All machinations aside, though, the concentration of Russian troops near eastern Ukraine has had very real consequences in terms of the kind of weaponry being brought into the area. Leaks that the West was dispatching antitank and air defense weapons systems, and even military advisers to Ukraine have instead put Russia on the defensive, prompting Security Council Secretary Patrushev to declare that “Russia has never shown hostility toward any state, let alone Ukraine, which is inhabited by people bound to us by common blood, language and history. There are no unreasonable movements of Russian troops or unscheduled exercises near the border with Ukraine.”
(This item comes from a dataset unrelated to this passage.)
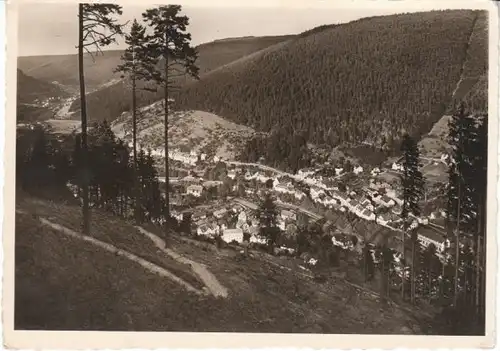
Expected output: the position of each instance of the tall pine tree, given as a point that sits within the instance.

Indeed, Russia is accusing NATO of crossing a red line in its involvement in the conflict in eastern Ukraine. In fact, it is insisting that the US and its allies rule out NATO’s further enlargement to the east, citing an oral agreement to that effect. However, as Aleksandr Mineyev explains, when Bush told Gorbachev that NATO would not expand to the east, he meant that NATO would not move from West Germany into East Germany. At the time, the East European countries within the Soviet orbit were still members of the Warsaw Pact and would not have been eligible to join NATO. For its part, NATO maintains that it does not invite sovereign states to join, but instead accepts them as they meet certain criteria.
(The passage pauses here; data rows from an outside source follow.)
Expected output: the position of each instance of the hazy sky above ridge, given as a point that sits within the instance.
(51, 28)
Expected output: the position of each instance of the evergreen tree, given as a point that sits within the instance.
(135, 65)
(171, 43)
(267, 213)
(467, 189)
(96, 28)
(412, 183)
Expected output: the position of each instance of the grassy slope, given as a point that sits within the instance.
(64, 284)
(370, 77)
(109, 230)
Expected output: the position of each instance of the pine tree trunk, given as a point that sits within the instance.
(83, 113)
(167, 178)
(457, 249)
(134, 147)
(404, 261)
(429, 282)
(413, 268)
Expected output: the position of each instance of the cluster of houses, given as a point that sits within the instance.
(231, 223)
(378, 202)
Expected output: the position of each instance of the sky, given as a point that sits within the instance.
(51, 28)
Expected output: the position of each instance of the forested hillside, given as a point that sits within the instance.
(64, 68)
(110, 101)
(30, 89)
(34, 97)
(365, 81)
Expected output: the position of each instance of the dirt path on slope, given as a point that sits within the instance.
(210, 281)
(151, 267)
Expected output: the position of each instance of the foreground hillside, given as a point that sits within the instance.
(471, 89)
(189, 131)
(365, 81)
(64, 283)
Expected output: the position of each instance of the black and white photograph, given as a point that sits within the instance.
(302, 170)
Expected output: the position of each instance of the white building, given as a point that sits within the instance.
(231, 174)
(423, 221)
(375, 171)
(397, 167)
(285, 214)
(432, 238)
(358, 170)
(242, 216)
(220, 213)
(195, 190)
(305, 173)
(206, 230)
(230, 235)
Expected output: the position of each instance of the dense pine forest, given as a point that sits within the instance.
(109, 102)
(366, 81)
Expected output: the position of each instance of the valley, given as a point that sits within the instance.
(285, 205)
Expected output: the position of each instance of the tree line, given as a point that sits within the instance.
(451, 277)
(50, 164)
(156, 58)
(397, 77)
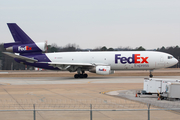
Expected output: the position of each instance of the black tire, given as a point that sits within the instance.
(85, 75)
(150, 76)
(76, 76)
(81, 76)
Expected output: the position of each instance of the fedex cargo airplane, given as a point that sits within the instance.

Be that as it may, Sergei Lavrov issued the following stern statement at an OSCE meeting of foreign ministers: “The fall of the Berlin Wall marked the end of the cold war and the end of the struggle between two systems. Now, new walls are being erected by those who call themselves ‘civilized democracies’ and consider it their mission to contain ‘authoritarian regimes’ ”

The only place where walls seem to be coming down is within the EaEU, a loose economic union of post-Soviet states. According to Russian Prime Minister Mishustin, the union has been weathering the pandemic fairly well and has established cooperation in many areas. But he did caution that the pace of progress cannot be maintained without “removing barriers to the movement of goods, services, investment and labor.” This includes creating a single digital space, developing transport corridors running from China to Western Europe, and forming a greater Eurasian alliance.

Despite this bright sign of collaboration and partnership, some still feel like the world is going to hell in a handbasket. However, we can all rest easy knowing that Putin is at the helm. As he said at a VTB Capital investment forum, “The fact that I have the right to run for another term in itself keeps the situation in Russia stable.” Would that this were true, but, alas, as the saying goes, you can’t have your cake and eat it too.